Analytics has already made significant progress towards this goal (e.g. T161147, T186559), but naturally much remains to be done. This task tracks that work. Specific issues are tracked by subtasks (more to come—so far I've just organized the existing ones), but there are also some more general considerations.
As of December 2018, I'd estimate that Product-Analytics uses the Data Lake for about 60% of our analyses. Once revision tags are available (T161149), I expect that will rise to about 80%.
However, getting all the way to 100% will be harder. Here are some important reasons for this:
Every table, some day
There a long tail of analysis which gets done rarely and unpredictable and can use any of the Mediawiki tables (except for the ones that are unused and ready to be dropped: T54921). For example, this could be looking at:
- notification patterns (T113664, using the echo_event and echo_notification tables)
- skin preferences (T147696, using the user_properties tables)
- Wikipedia-to-Wikidata linkage patterns (T209891#4798717, using the page_props table)
- when users add email addresses to their account (T212172#4850805, using the user_email_token_expires field of the user table)
- new user profile information (T212172#4839511, using the user_properties table)
- usage of the Wikimedia Maps service (T212172#4866167, using the page_props table)
- which templates are most frequently used (T96323, using the templatelinks and page_props table)
- what proportion of pages are tagged with issues (T201123#4494446, using the templatelinks table)
- the number of images with specific Creative Commons licenses on Commons (T150076, using the category and categorylinks tables)
- the number of various types of files present on commons (T150076, using the image table)
- how often different abuse filters are triggered (T212172#4871548, using the abuse_filter and abuse_filter_log tables)

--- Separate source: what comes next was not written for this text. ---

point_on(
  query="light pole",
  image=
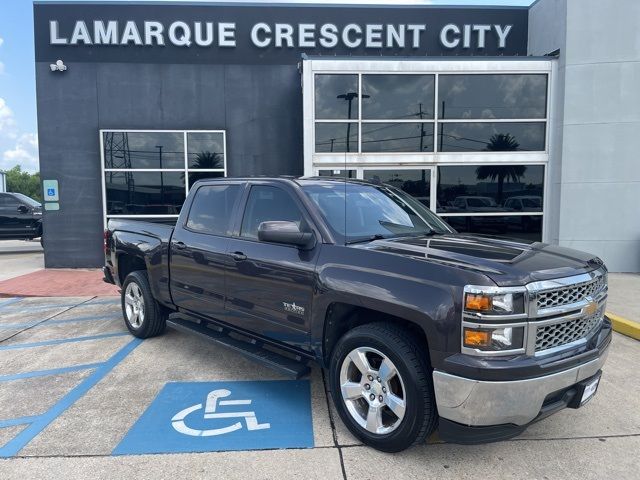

- when a hidden abuse filter was in effect (T212172#4871548, using the abuse_filter and abuse_filter_history tables)
Currently we use the MediaWiki replicas for this information. To feel confident that we'd never them, we'd need all the MediaWiki available in the Data Lake.
Real-time data is real important
Currently, the mediawiki_history data and related datasets in the Data Lake are loaded in monolithic monthly snapshots, which do not arrive until about 10 days after the end of the month. This means that there can be up to 40 day lag between when data is generated and when it's available in the Data Lake.
For many analyses, this is fine, but for others, like an A/B test or a crisis like a spam attack or community protest during the first weeks of a month, it's a problem.
In many cases, it is possible to use EventBus data, which does arrive in real time. However, even when the data is passing through EventBus, this approach has its own limitations. For example, EventBus data misses out of much of the valuable extra data that the monthly datasets provide (e.g. event_user_seconds_since_previous_revision , event_user_is_created_by_system, geolocation from geoeditors_daily), and the EventBus data may not extend far back in time (e.g. the revision_tag_create table only goes back to September 2018: T201062).
It's theoretically possible to combine both EventBus and mediawiki_history data in a single analysis, but having to draw on two different sources with quite disparate schemas for the same data adds a lot of complexity.
In addition, in many cases analysis has to be done on tables which only provide information about present state. For example, to provide daily information on how many pages contain maps, the raw page_props must be queried every day and the results stored. Even if the page_props table was loaded into the Data Lake once a month, the Data Lake still wouldn't be sufficient for this analysis.
Private data
We have various uses for private data, which generally isn't included in Edit data in the Data Lake, because it's pulled from the public wiki replicas in the Cloud Services cluster:
- Pulling user email addresses to contact them for a survey or other research project
- Getting data about revision deleted revisions
Quick lookups
It's often important to look up individual rows of user data for exploration or to diagnose data inconsistencies (e.g. T221338, which required dozens of these lookups to diagnose). With the MediaWiki replicas, these generally take less than a second; with Hive, a single lookup can take several minutes. Presto might help with this, but failing that, we will need the MediaWiki replicas to facilitate fast lookups.